Four Days in Wonderful Sydney, Australia

We decided we liked Sydney before we even arrived.

Technical glitches at the Sydney airport delayed many outgoing flights. Which meant incoming fights, ours included, wouldn’t have a place to land nor a gate to pull up to. But in the true efficient fashion that is everything Australia, the glitches were overcome in short order and we landed only an hour or so late. Had this been in a city that shall remain nameless (It begins with the letters C, H, and I and its airport code is ORD), a full day, if not more, would pass with disruptions felt nationwide. Only then (and if union bosses were agreeable) would order be restored.


The wonderful and easy to use Sydney train system delivered us only a short walk away from our neighborhood hotel in King’s Cross, which is part of the Pott’s Point area, next to Woolloomooloo (now, there’s a name!). Similar to many of the places we like to stay in, it was nothing fancy. But it was comfortable and affordable. After all, who needs an extravagant and expensive room when one spends so little time in it? 



A Welcome by Wonderful Sydneysiders

We had just finished freshening up from our travels when there was a knock at our hotel door. The Cheng’s had arrived to welcome us to Sydney. Andrew and Coliza Cheng are the parents of Emily, the girlfriend of MK’s son Clark. We had corresponded over the past month and agreed to meet for dinner on our first night in town.

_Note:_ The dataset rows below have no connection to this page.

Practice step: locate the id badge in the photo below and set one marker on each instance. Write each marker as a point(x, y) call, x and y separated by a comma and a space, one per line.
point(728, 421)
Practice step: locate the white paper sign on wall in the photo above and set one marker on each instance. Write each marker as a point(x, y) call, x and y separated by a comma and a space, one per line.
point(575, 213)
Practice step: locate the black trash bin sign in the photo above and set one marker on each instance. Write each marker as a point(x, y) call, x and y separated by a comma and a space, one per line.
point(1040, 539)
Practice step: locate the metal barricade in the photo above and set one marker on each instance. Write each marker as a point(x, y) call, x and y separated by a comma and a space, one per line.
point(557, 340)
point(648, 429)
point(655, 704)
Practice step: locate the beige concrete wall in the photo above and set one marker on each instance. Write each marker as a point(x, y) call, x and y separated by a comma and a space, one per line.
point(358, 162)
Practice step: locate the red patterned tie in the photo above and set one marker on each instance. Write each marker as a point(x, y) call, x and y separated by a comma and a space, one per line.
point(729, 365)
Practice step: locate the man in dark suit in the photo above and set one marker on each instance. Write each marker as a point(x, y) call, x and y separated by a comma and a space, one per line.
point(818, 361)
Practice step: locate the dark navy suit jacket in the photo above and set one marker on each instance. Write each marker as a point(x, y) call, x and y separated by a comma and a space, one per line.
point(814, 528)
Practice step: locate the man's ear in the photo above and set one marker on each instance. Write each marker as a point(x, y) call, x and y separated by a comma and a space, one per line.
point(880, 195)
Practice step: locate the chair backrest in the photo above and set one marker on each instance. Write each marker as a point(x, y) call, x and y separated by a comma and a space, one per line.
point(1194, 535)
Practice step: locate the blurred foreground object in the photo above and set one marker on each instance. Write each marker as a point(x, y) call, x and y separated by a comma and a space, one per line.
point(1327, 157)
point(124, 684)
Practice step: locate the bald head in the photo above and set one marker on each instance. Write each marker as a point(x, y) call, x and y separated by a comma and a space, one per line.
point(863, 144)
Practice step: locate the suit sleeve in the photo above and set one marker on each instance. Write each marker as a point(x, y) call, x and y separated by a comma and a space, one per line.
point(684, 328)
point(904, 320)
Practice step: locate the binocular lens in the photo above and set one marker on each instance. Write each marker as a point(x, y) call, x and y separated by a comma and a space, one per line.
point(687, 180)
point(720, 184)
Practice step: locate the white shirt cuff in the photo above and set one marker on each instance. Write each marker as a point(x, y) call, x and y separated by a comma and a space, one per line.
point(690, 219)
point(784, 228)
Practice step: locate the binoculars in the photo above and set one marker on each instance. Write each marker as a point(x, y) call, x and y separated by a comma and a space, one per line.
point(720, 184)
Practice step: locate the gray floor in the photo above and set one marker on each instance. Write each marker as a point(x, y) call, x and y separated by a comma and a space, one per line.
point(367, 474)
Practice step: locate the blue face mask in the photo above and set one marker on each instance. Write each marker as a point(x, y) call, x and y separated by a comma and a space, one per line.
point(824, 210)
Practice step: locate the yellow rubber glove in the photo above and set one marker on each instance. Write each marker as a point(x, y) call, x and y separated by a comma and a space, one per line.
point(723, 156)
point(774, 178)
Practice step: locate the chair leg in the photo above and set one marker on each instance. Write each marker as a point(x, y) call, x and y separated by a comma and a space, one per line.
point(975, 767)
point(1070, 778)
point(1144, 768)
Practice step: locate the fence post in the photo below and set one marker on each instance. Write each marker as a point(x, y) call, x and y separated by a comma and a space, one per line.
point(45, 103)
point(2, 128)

And what a dinner it was. They and Emily’s sister, Elaine, took us off of a main street and down a non-descript back alley to Mr. Wong’s, a gourmet Chinese restaurant of first order. As a tourist, there would be no way you would ever find this place let along hear about it. But being locals, the Cheng’s as well as a lot of other Sydneysiders just love the place as evidenced by how crowded it was. And the food was out of this world delicious. Andrew made sure our plates were kept full with dumplings, fried rice, duck, pork and other goodies.



With bellies full, we strolled around the Circular Quay area to see the ocean liners docked at the pier with the Sydney Opera House in the background illuminated in the early dusk. Afterwards, they drove us over the harbor bridge to give us a flavor of what our walk there will be like tomorrow.




The following day, after walking over the bridge, we stopped at the Cool Mac café in the Kirribilli neighborhood. Emily’s cousin, Eugene, has owned the restaurant since buying it from Andrew about ten years ago. Emily’s aunt, Pam, happened to be there so we spent some time chatting with her as well.


On Sunday morning, on the steps in front of the St. Mary’s Cathedral, we met Tony and Molly Andrews, a couple we met four years ago when we were all part of group trekking along the Camino de Santiago in northern Spain. We had kept in touch since then and were so glad to meet up with them in their hometown.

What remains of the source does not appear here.